People you meet need to conclude you are professional, attractive and intelligent. The right clothing and nonverbal cues make this happen.
People assume all sorts of information about you based on your appearance: whether you're educated, well-informed, have ‘personality,’ and if you're someone they'd like to get to know.
Start with good grooming and hygiene. Attend to your hair and nails. Makeup? In business, less is more. The same goes for fragrance and jewelry.
How do you dress?
For men: Best business colors are blue and gray. Navy blue projects an image of authority. Dress for success in navy and gray, especially when attending meetings, interviews and presentations. Diversify your wardrobe with suits, jackets and pants in khaki, tan, and taupe. Convey a formal image in a dark suit and long-sleeved white shirt. Accent your wardrobe with pastel, solid-colored shirts.

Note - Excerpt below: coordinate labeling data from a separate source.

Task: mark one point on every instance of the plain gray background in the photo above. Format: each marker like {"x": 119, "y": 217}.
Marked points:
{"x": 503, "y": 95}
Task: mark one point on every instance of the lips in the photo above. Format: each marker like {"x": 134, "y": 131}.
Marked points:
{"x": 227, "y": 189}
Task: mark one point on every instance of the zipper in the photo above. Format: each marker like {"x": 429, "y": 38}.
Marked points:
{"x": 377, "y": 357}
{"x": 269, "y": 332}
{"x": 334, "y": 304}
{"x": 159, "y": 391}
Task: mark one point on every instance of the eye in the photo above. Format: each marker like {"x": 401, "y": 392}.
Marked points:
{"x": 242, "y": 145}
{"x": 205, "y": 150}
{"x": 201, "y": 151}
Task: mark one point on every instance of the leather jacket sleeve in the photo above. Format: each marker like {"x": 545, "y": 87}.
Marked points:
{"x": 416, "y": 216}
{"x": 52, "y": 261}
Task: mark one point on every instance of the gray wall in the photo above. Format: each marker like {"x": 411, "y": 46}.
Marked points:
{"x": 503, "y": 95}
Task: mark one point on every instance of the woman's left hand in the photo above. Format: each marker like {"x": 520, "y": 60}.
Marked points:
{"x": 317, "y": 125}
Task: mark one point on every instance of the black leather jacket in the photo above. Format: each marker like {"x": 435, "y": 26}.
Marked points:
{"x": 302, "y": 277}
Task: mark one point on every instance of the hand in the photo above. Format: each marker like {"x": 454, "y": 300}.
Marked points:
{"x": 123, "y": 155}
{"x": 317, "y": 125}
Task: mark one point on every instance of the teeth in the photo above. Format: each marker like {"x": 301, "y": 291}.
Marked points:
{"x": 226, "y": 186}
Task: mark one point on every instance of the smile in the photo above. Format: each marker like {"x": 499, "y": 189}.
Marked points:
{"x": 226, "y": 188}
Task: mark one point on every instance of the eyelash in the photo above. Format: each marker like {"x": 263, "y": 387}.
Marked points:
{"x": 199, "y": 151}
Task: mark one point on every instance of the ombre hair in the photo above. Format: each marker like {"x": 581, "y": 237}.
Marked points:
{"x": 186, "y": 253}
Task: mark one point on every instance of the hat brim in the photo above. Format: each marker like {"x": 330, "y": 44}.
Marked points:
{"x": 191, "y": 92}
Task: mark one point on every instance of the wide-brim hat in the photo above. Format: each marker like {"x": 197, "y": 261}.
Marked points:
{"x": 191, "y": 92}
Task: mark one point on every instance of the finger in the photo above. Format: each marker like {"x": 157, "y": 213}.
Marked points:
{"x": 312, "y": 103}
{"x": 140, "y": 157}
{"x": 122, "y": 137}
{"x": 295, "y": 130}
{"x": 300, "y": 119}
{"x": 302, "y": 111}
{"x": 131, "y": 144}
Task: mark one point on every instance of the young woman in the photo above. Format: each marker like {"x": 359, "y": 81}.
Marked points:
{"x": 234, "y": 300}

Choose ties that reflect your personality. For a formal image, choose ties with a neutral background. Otherwise, there's more leeway.
For women: Mix and match color-coordinated separates to maximize wardrobe options and stretch your clothing budget. Choose fashion colors or rely on standards: navy, black, gray, taupe or burgundy for winter and beige or khaki for summer. A white or cream colored blouse for your ensemble creates a more formal appearance. Choose styles that are more conservative for business wear. Tailored pants can easily be substituted for skirts and are often a comfortable alternative.
Keep your shoes in top-notch condition. Shoes are very telling. Polished shoes suggest attention to personal grooming. Others will assume you pay attention to detail with all aspects of your life.
When all is said and done, it makes sense to invest in quality, not quantity. Make sure your clothes fit well, are clean and wrinkle-free.
Remove ‘wrinkles’ in your body language, too. Body language speaks to who you are. Maintain good eye contact to connect with others to establish trust. Use facial expressions that indicate you're listening and responsive. Smiling is always a plus, but don’t be phony. Be relaxed, responsive, and reassuring.
Maintain good posture. Align your body toward the person you're speaking with. Give them your undivided attention. Open body posture conveys confidence. Avoid crossing your arms. This can suggest defensiveness and lack of receptivity.
Develop a firm handshake. Use hand and arm movements to add strength to what you say. And avoid placing your hands around your mouth. It suggests a lack of confidence. Don’t fidget unless you want others to think you are nervous or insecure.
Six to 12 seconds isn’t much time. But now that you know how to make a great first impression, you are in a position to make those seconds really count.